The Court of Appeal substituted sentences totalling 12 months for offences of theft and breach of probation orders.

In March 1992 the appellant appeared before Judge DaCunha to be dealt with for two offences of theft and for breaches of 21 probation orders. The probation orders were for driving offences which were non-imprisonable, for offences of criminal damage carrying a maximum of three months' imprisonment and for handling offences carrying a maximum of six months' imprisonment. Judge DaCunha passed concurrent sentences of nine months for each breach of probation to run consecutively to concurrent sentences of 6 and 12 months for the two counts of theft. The appellant appealed against the total sentence of 21 months.

Carol Hagen (Registrar of Criminal Appeals) for the appellant.

MR JUSTICE WRIGHT, giving the judgment of the court, said that the judge, in passing sentences of nine months for each breach of probation acted in excess of his jurisdiction. Counsel on both sides of the record were derelict in their duty to the court in that they failed to draw the attention of the judge to the fact that he was passing a sentence which was outwith his powers.

It should not be thought that errors of this kind were of academic importance where they made no difference to the overall sentence which had been validly imposed; other components of the sentence might be struck down for different reasons and the risk of injustice was always present. Errors of this kind reflected little credit on those who made them and those who permitted them to be made.

The Court of Appeal had repeatedly pointed out the professional duty which was incumbent on counsel in this regard. But the depressing frequency with which cases came before the Court of Appeal in which mistakes of this kind had been made and gone uncorrected would seem to indicate that those exhortations were simply being ignored by the profession.
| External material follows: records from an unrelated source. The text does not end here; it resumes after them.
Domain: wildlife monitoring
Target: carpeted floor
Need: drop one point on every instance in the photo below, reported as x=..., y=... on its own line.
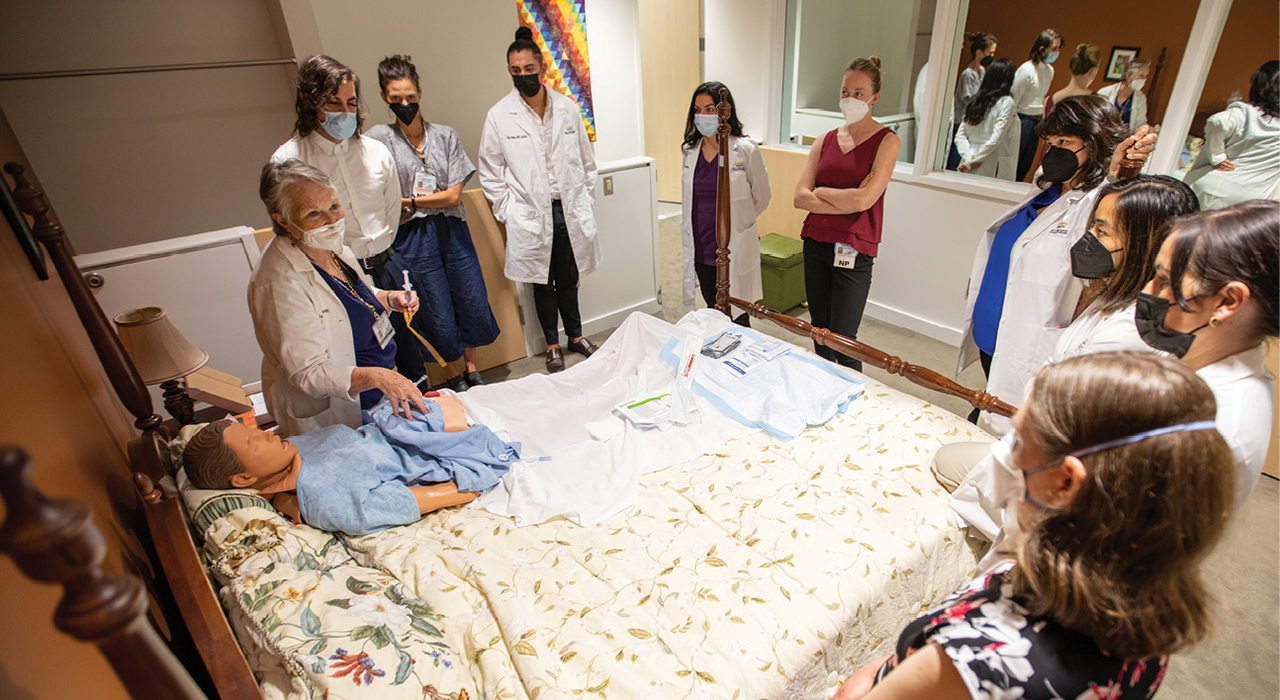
x=1240, y=660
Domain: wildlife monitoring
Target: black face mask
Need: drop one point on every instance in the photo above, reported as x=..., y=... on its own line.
x=1060, y=164
x=405, y=113
x=1148, y=318
x=1091, y=259
x=528, y=85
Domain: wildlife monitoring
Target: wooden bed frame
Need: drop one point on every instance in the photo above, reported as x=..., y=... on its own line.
x=56, y=540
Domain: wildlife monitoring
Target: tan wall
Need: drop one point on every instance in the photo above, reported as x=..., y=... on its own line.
x=59, y=408
x=671, y=71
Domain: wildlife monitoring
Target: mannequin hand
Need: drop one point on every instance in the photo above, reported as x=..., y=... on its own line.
x=402, y=301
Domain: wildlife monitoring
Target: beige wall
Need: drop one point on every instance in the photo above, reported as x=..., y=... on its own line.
x=76, y=433
x=142, y=158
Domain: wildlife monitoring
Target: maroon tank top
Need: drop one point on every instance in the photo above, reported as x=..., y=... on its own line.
x=846, y=172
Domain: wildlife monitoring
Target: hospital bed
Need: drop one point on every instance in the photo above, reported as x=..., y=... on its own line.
x=763, y=568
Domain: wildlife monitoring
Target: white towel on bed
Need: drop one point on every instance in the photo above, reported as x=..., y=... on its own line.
x=588, y=480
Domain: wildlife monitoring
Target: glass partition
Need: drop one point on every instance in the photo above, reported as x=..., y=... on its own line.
x=1104, y=42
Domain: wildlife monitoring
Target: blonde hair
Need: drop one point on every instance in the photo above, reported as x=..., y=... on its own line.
x=869, y=65
x=1120, y=562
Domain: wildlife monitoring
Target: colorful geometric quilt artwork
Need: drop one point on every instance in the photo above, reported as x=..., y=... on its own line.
x=560, y=31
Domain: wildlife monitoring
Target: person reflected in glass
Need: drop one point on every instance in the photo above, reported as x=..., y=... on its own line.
x=987, y=138
x=1240, y=159
x=1031, y=87
x=982, y=47
x=1127, y=95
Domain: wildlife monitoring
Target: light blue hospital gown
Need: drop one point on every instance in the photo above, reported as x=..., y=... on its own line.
x=356, y=480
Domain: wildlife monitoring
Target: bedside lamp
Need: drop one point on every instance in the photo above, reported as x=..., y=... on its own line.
x=161, y=355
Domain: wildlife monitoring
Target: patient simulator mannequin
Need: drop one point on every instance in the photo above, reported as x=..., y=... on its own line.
x=355, y=480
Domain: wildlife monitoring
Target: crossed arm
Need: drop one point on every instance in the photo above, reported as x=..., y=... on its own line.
x=830, y=200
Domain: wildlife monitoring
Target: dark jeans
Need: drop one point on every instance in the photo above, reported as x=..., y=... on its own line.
x=707, y=286
x=453, y=303
x=837, y=296
x=408, y=351
x=560, y=293
x=1027, y=146
x=986, y=370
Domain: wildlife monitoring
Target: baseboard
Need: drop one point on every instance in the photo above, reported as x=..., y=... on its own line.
x=924, y=326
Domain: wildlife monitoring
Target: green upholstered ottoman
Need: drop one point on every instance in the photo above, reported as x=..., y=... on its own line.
x=782, y=271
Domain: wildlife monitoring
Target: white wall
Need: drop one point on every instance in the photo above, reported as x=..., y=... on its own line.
x=460, y=51
x=739, y=51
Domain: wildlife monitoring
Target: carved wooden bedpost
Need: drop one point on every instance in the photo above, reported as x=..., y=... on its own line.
x=124, y=376
x=723, y=206
x=55, y=541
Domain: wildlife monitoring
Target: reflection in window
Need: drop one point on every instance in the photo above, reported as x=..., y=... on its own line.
x=1233, y=150
x=1065, y=64
x=824, y=35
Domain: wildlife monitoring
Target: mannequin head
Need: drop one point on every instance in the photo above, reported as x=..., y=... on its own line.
x=227, y=454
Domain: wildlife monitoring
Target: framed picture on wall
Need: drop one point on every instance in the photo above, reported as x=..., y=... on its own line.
x=1119, y=60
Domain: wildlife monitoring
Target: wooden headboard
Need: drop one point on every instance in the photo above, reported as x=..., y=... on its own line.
x=55, y=541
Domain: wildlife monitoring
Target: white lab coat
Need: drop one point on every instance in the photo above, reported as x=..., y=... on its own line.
x=993, y=142
x=1040, y=297
x=1138, y=114
x=749, y=196
x=306, y=341
x=1252, y=141
x=513, y=177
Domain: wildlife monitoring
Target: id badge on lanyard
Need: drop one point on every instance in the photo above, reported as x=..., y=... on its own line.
x=845, y=256
x=423, y=183
x=383, y=330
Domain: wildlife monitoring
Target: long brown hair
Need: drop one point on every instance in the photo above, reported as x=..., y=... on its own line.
x=1143, y=211
x=1120, y=562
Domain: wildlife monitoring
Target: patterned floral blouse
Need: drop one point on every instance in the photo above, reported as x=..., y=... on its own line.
x=1004, y=653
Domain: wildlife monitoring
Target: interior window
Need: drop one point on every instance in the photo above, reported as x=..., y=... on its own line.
x=824, y=35
x=1159, y=39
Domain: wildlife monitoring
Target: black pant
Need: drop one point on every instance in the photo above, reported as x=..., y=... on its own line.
x=707, y=286
x=560, y=293
x=837, y=296
x=986, y=370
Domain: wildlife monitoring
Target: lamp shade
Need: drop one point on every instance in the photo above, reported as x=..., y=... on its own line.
x=159, y=350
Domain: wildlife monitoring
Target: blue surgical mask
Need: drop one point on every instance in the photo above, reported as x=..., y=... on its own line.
x=1111, y=444
x=707, y=124
x=339, y=124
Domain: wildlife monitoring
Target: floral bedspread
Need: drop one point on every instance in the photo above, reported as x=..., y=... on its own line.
x=767, y=570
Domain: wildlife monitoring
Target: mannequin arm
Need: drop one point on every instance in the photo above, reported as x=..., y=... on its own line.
x=440, y=495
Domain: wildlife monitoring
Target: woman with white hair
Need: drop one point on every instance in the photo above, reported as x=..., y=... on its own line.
x=328, y=346
x=1127, y=95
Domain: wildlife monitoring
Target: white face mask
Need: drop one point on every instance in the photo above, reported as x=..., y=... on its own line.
x=327, y=238
x=707, y=124
x=854, y=109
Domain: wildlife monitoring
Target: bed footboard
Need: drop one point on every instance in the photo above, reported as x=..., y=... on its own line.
x=920, y=376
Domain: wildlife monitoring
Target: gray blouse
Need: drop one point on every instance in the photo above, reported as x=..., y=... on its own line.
x=446, y=161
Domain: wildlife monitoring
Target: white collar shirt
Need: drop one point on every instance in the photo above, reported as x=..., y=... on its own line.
x=364, y=177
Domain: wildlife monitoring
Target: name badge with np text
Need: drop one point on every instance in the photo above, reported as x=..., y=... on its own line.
x=423, y=183
x=383, y=330
x=845, y=256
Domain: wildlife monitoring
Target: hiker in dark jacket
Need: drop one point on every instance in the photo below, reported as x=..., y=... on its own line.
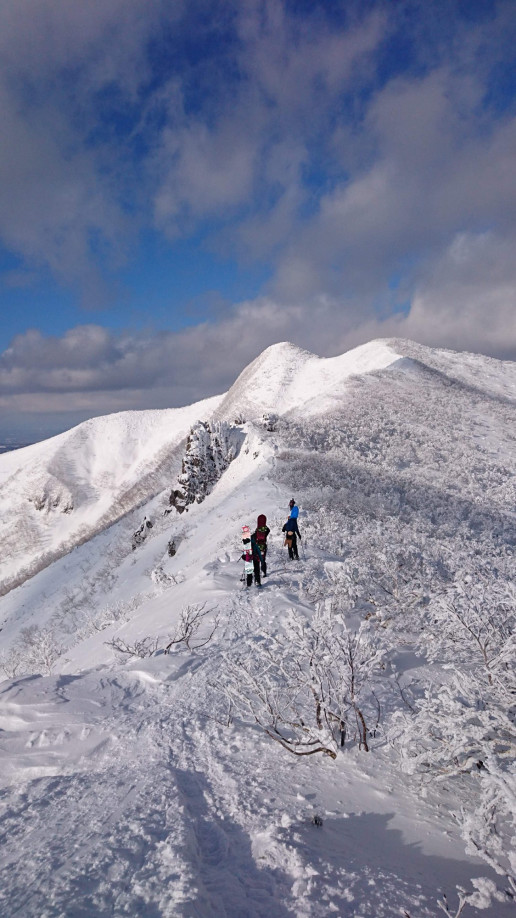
x=260, y=536
x=294, y=509
x=251, y=556
x=291, y=530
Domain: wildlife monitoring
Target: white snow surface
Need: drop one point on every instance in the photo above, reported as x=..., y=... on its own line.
x=129, y=786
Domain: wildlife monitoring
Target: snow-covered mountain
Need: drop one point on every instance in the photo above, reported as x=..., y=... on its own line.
x=139, y=782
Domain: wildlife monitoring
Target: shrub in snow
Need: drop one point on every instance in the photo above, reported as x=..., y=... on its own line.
x=209, y=451
x=311, y=690
x=143, y=647
x=36, y=651
x=189, y=629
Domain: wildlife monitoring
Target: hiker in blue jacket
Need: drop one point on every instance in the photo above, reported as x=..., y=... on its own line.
x=291, y=530
x=294, y=509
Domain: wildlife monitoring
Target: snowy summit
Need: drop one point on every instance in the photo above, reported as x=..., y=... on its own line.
x=339, y=741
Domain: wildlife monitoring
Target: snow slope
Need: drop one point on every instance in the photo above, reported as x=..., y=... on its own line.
x=138, y=786
x=56, y=494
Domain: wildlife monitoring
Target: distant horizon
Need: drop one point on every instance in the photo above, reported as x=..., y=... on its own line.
x=43, y=427
x=185, y=184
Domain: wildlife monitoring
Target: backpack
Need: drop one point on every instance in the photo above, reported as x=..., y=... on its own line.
x=247, y=556
x=261, y=537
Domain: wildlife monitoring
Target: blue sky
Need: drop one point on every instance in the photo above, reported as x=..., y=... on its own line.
x=185, y=182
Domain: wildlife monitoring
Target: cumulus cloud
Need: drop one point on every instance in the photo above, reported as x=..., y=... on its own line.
x=381, y=197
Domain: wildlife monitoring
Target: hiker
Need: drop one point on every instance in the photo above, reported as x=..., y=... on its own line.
x=294, y=509
x=291, y=530
x=251, y=556
x=260, y=536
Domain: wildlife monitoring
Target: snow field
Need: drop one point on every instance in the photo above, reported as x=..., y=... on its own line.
x=131, y=786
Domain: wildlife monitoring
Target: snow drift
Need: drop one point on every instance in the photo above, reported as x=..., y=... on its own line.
x=139, y=782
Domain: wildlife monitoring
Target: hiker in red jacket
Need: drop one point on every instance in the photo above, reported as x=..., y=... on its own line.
x=260, y=536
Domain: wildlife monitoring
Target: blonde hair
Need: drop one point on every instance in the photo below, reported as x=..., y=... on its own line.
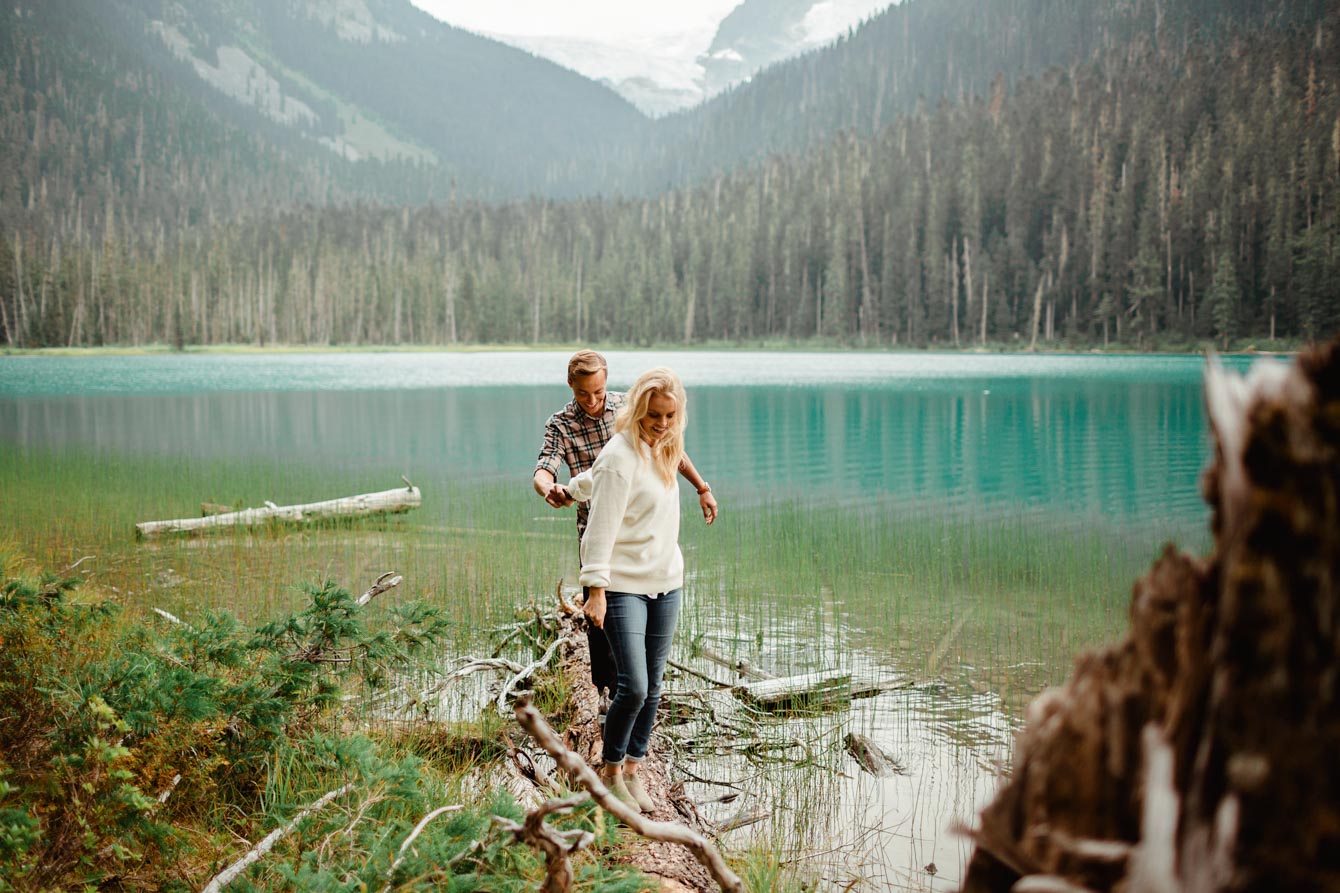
x=667, y=453
x=584, y=362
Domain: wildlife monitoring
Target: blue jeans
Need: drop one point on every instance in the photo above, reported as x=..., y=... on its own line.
x=639, y=630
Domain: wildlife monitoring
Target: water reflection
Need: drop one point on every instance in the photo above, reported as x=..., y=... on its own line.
x=1127, y=451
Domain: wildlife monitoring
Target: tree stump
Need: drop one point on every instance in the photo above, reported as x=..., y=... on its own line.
x=1201, y=752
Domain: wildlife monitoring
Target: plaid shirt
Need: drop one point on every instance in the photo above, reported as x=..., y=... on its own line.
x=576, y=439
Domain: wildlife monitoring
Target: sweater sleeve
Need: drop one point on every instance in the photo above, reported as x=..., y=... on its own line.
x=610, y=491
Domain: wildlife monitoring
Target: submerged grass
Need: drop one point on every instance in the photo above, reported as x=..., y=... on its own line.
x=990, y=604
x=927, y=593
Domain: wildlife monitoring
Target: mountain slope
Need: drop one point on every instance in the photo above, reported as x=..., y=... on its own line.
x=284, y=101
x=921, y=52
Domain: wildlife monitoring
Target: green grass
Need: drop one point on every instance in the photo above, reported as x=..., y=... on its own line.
x=992, y=604
x=926, y=591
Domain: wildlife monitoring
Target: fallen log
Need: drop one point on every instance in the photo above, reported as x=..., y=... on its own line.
x=665, y=831
x=387, y=500
x=1199, y=752
x=811, y=689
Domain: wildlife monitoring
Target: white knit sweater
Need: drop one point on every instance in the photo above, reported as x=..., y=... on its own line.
x=631, y=543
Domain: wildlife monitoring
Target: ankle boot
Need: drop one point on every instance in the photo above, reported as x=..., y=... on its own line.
x=639, y=793
x=621, y=790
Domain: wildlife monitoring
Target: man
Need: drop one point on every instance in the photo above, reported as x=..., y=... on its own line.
x=576, y=435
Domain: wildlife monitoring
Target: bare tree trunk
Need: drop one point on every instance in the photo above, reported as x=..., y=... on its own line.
x=1037, y=310
x=986, y=279
x=449, y=286
x=1198, y=754
x=968, y=286
x=953, y=290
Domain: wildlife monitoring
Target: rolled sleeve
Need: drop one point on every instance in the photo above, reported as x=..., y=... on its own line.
x=551, y=452
x=582, y=487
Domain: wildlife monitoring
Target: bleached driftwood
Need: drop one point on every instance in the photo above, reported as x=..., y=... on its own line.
x=387, y=500
x=578, y=770
x=268, y=842
x=811, y=688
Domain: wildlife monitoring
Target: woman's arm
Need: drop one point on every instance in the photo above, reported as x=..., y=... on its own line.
x=610, y=490
x=706, y=502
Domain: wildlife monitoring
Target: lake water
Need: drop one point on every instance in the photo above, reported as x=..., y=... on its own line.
x=1120, y=437
x=1068, y=443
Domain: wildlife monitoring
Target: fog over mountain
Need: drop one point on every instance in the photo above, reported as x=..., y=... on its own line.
x=662, y=73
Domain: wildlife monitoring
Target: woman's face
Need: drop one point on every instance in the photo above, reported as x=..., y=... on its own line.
x=659, y=419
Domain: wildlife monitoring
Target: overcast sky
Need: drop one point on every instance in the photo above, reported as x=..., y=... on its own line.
x=596, y=19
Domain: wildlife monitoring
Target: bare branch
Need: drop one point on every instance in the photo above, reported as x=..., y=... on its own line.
x=525, y=672
x=576, y=768
x=233, y=870
x=418, y=829
x=555, y=845
x=390, y=579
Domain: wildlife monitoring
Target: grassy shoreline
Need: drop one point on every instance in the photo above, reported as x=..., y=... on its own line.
x=1245, y=346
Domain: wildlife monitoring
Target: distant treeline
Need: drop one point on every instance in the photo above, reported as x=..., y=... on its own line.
x=1186, y=191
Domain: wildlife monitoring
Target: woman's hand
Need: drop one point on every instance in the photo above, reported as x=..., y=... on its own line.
x=594, y=608
x=708, y=503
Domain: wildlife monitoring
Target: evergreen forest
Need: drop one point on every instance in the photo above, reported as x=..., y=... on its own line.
x=1035, y=174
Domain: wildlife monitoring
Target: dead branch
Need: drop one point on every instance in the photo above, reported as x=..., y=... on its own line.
x=390, y=579
x=576, y=768
x=525, y=672
x=413, y=836
x=170, y=618
x=268, y=842
x=81, y=562
x=555, y=845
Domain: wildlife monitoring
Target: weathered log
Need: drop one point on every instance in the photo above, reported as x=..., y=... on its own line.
x=870, y=758
x=268, y=842
x=827, y=687
x=741, y=665
x=383, y=502
x=666, y=831
x=1199, y=752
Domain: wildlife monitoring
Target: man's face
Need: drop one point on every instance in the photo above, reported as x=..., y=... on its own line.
x=588, y=390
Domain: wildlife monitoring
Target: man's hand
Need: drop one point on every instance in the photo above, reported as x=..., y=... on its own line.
x=558, y=496
x=552, y=491
x=709, y=506
x=594, y=608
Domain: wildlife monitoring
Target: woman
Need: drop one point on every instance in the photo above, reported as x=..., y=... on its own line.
x=633, y=566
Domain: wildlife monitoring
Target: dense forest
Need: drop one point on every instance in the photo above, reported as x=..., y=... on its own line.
x=1165, y=184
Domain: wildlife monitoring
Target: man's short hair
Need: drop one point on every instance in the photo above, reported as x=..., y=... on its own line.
x=584, y=362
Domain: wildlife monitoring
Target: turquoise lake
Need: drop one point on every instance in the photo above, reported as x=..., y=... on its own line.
x=965, y=522
x=1120, y=439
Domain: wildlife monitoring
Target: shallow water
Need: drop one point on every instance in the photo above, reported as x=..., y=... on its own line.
x=810, y=453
Yet again, and without wishing to derogate from the responsibility of the judge himself to be alert to the limitations imposed on him by statute, the Court of Appeal stressed that it was the duty of both prosecuting and defence counsel to inform themselves of the extent of the court's powers in any case in which they were instructed, to know what options were open to the trial judge and to correct him if, as it was unfortunately only too easy to do in the morass of legislation which governed the subject, he should make a mistake.

Prosecuting counsel, in particular, was not there merely to recite a brief resume of the facts, to produce the antecedent history of the defendant and thereafter to take no further interest in the proceedings. Any time a mistake of this kind was made and was not corrected within the permitted period, a considerable sum of public money had to be expended to put the matter right.

Having considered the circumstances of the case, the proper sentence would have been three months' imprisonment on each count of theft to run consecutively and six months' imprisonment for the breach of probation order for the handling offences again to run consecutively. No separate penalty should be imposed for the other breaches of probation.